TORONTO (April 28, 2016) – The Canadian Football League (CFL) and Canadian Football League Players’ Association (CFLPA) announced today a number of Player Health and Safety initiatives for the 2016 season and beyond. Today’s announcement is highlighted by the implementation of an injury spotter that will monitor every Canadian CFL game in 2016.
Other new health and safety measures include:
- An update to the concussion protocol to facilitate for a player, if he so requests, a second opinion from an independent physician with concussion expertise when a player has been diagnosed.
- A provision that prohibits contact on the first day of training camps, and one which caps the number of padded practices allowed during the regular season at 17.
- The CFL will continue its research using the King-Devick Test, often called the K-D Test, across all CFL teams in 2016. (CFL piloted this research with four CFL teams in 2015). The K-D Test is an objective remove-from-play concussion screening test.
- A joint CFL-CFLPA research initiative to collect general data to learn more about the diagnosis of concussions and athletes’ understanding of symptoms.
CFLPA President Jeff Keeping says injury spotters and other significant player safety improvements respond to the concerns of players in a time of increased attention to concussions in every sport.

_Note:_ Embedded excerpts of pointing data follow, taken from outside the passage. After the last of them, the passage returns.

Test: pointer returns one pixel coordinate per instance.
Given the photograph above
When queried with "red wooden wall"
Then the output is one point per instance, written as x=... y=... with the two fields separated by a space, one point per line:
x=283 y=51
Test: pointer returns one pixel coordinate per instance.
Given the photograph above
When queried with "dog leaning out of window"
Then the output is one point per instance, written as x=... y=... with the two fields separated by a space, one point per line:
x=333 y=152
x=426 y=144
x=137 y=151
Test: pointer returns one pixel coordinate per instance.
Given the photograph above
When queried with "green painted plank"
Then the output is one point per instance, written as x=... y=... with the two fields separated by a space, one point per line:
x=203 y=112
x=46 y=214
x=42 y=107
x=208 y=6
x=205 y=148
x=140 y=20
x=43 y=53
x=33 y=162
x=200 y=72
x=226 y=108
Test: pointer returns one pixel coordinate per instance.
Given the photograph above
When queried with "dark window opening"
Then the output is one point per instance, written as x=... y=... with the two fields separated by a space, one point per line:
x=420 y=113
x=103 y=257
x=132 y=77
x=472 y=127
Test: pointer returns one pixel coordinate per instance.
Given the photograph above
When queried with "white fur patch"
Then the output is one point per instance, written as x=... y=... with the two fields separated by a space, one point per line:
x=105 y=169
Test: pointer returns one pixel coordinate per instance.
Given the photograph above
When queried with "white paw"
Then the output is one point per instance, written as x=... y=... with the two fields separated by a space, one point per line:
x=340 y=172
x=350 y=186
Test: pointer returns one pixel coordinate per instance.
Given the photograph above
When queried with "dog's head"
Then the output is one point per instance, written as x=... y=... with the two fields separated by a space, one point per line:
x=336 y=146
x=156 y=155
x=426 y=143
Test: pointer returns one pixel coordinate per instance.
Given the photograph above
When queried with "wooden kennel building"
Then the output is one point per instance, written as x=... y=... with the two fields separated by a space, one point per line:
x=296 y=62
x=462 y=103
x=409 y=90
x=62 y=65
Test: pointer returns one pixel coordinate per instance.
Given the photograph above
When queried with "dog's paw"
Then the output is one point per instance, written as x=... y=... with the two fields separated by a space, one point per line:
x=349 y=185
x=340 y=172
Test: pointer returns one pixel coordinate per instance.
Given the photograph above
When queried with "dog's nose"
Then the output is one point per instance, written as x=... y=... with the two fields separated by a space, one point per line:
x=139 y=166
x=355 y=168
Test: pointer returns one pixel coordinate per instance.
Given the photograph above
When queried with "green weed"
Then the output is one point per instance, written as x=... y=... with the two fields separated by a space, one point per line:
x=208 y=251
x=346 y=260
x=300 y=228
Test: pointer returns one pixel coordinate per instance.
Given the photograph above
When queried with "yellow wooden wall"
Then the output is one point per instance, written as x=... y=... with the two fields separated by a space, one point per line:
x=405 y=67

"Our players are very pleased that we are taking important steps to protect their lives, health and careers - by quickly diagnosing and treating possible concussions and other serious injuries," said Keeping, a Winnipeg Blue Bombers player. "Making the game safer is good for players, good for fans and good for the League."
“The new measures we are announcing today represent the next step in our continuing commitment to this objective,” added Jeffrey L. Orridge, Commissioner of the CFL. “Protecting and maintaining the health and safety of our players, elite athletes who are a tremendous asset to our league on the field and in the community, is a top priority for our league.”
The injury spotters will monitor all games from the CFL Command Centre, which for the first time, will have access to a continuous feed featuring all 24 players on the field, as well as the feed of the game as covered by TSN, including replays.
The Spotter will be able to identify when a player is in distress and may require medical attention. This individual will be in direct communication to field level and will have the ability to stop the game should it be necessary.
Last season, the CFL’s BC Lions, Edmonton Eskimos, Calgary Stampeders and Winnipeg Blue Bombers partnered with the National Football League on implementing K-D tests during CFL games and practices, in addition to ongoing education, research and medical response protocols previously in place in the CFL.
“Our research last year, conducted in concert with the National Football League, showed promising results and that has led the medical staffs from our clubs to conclude that the K-D test is a viable tool and worth implementing across the CFL,” said Kevin McDonald, Vice-President of Football Operations and Player Safety for the CFL.
The K-D Test is an objective remove-from-play concussion screening test that measures the player’s eye-movements, speed and language function. After suspected head trauma, the athlete is given the test and that time is compared to his preseason baseline results for the same test.
It will be used this year in addition to the CFL’s established sideline concussion examination which involves a medical and neurological examination by a physician and a SCAT assessment as per the International Concussion Consensus guidelines.
Earlier this month, the Board of Governors approved additional rule changes also designed to strengthen player safety. Players will not be able to push blockers through gaps in the offensive line on single point or field goal attempts.
In addition, the league has expanded the definition of a “peel-back” block to make it illegal for any offensive player to block an opponent low anywhere on the field when he is moving towards his own goal line, not just those players that start the play in the ‘close line play area’, commonly referred to as the tackle box.